Dioxin in Eiern, in Geflügel- und nun auch in Schweinefleisch: Ein neuer Lebensmittelskandal beherrscht seit Tagen die Nachrichten. SPD-Chef Sigmar Gabriel fordert von der Bundesregierung eine härtere Gangart gegen Verstöße in der Futtermittelindustrie.
"Derzeit hat jede Dönerbude schärfere Kontrollen durch das Gesundheitsamt zu fürchten als die Futtermittelindustrie“, kritisiert Gabriel im Tagesspiegel (Freitag). Es sei ein „falsches Staatsverständnis und verantwortungslos den Verbraucherinnen und Verbrauchern gegenüber“, dass momentan die Lebensmittelkontrolle zum Großteil bei den Betrieben selbst liege. Gabriel fordert darum eine Stärkung der staatlichen Lebensmittelüberwachung.
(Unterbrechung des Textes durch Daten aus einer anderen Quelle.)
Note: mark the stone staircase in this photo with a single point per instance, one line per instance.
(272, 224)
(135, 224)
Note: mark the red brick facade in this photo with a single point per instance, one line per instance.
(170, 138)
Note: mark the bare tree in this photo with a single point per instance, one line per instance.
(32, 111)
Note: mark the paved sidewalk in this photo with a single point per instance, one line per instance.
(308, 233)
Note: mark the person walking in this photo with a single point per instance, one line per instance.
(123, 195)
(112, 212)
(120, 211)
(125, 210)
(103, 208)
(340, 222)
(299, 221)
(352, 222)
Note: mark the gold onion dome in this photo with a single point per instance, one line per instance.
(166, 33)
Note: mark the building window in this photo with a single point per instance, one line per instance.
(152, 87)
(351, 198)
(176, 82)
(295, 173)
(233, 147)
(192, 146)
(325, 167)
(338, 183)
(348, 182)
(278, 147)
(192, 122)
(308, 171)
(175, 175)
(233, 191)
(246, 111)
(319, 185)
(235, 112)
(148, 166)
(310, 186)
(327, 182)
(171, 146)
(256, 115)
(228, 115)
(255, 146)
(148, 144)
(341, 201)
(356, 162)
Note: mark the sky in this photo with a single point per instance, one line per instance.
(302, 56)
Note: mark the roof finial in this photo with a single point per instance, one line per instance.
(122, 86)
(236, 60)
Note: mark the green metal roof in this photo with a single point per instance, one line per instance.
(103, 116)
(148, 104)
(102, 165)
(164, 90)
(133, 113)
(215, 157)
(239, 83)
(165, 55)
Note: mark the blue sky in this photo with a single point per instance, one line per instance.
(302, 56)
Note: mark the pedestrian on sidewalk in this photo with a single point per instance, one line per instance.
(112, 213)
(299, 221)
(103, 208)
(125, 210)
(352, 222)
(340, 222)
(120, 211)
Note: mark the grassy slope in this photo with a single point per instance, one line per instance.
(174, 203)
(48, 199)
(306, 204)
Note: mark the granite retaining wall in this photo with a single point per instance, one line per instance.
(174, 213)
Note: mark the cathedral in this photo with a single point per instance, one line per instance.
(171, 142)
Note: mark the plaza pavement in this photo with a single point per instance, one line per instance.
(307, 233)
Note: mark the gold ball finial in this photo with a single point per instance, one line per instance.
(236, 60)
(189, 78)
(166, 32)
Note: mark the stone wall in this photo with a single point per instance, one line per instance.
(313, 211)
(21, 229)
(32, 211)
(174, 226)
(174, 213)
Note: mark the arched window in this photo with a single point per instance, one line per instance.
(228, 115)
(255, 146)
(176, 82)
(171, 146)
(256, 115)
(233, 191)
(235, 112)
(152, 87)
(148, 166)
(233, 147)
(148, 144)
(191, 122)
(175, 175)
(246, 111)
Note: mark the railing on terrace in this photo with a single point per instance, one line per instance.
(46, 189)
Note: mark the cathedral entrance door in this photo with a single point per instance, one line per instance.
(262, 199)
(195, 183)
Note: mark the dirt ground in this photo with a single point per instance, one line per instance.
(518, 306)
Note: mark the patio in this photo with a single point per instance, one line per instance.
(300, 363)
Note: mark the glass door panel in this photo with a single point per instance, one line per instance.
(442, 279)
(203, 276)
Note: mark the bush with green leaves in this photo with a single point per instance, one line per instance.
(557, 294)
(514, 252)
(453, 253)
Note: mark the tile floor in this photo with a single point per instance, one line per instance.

„Futtermittelmafia ist organisierte Kriminalität“
Scharf kritisiert der SPD-Vorsitzende Verbraucherschutzministerin Ilse Aigner (CSU) und fordert Innenminister Thomas de Maizière (CDU) auf, die „offensichtlich überforderte“ Ministerin im Kampf gegen die "Futtermittelmafia“ zu unterstützen. Das Bundeskriminalamt müsse sich dieser „gemeingefährlichen Kriminalitätsform“ annehmen. Um die Lebensmittelsicherheit effektiv zu gewährleisten, müssten zudem Schwerpunktstaatsanwaltschaften eingerichtet werden.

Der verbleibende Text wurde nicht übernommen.